Rızâ ve Allah'ın Râzı Olması

‘Rızâ’; kabul gösterme, hoşnut olma, tasvip etme, kabullenme, memnun olma, bir şeyi itiraz etmeyerek kabul etme anlamlarına gelir. Bir şeyden râzı olmak, ondan memnun olmak ve ondan gelen şeyi kabul etmek, ona itiraz etmemektir. Bir işin yapılmasına râzı olmak, o şeyin yapılmasını onaylamaktır, kabul etmektir. Rızâ, İslâm kültüründe öncelikli olarak Rabbimizin takdir ettiğine karşı olmamaktır. Bu bir anlamda, Allah’ın insan için yarattığı her şey konusunda bir memnûniyet ifâde eder. Allah’tan Rab olarak râzı olmak, öncelikli olarak O’nun Rabliğine inanmak ve hayatını O’nun Rabliğine bağlı bir şekilde yaşamaktır.



Allah’tan râzı olmak, O’ndan gelen her şeyi kabul etmek, O’nun takdirine itiraz ve muhâlefet etmemek, hükmünü olduğu gibi kabullenmek, verdiği nimetleri küçümsememek şeklinde olur. Allah kâinatı ve insanı dilediği gibi yaratmıştır.
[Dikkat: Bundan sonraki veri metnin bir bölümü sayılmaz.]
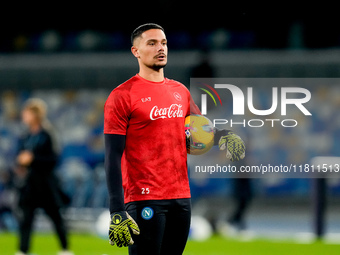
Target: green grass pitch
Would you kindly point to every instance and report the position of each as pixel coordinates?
(46, 244)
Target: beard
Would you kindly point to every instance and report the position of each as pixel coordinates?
(157, 66)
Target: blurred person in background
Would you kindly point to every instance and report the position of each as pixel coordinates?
(38, 186)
Her bir varlığa ayrı bir şekil ve ayrı bir özellik vermiştir. İnsanları de ayrı renk ve kabiliyetlerde, farklı soy ve kabile halinde,  dünyalık yönünden farklı olarak yaratıp düzenlemiştir. Kula düşen görev bu ilâhî takdirden râzı olmasıdır. Allah’ın takvâ sahibi kulları, Rablerinin kendilerine sunduğu teklifleri de kabul ederler. Yani kulluk gibi, Allah’ın koyduğu sınırlar gibi, şükretmek gibi tekliflerden râzı olurlar. Allah’ın kanunlarına, insan ve toplum hayatına  koyduğu hükümlerine muhâlefet etmezler.
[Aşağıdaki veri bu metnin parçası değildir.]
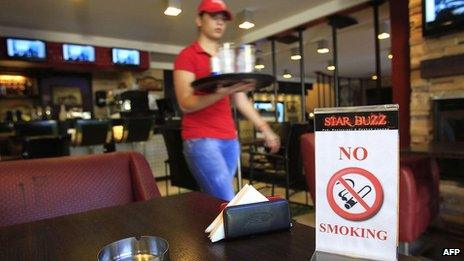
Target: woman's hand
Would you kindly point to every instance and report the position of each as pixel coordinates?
(271, 140)
(238, 87)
Allah’a hakkıyla itaat eden kullar, Rablerinin kendileri hakkında takdir ettiği kabiliyetlere, zenginlik veya fakirliğe, belâ ve felâketlere itiraz etmezler. ‘Kahrın da hoş, lütfun da hoş’ deyip Allah’tan râzı olduklarını ortaya koyarlar.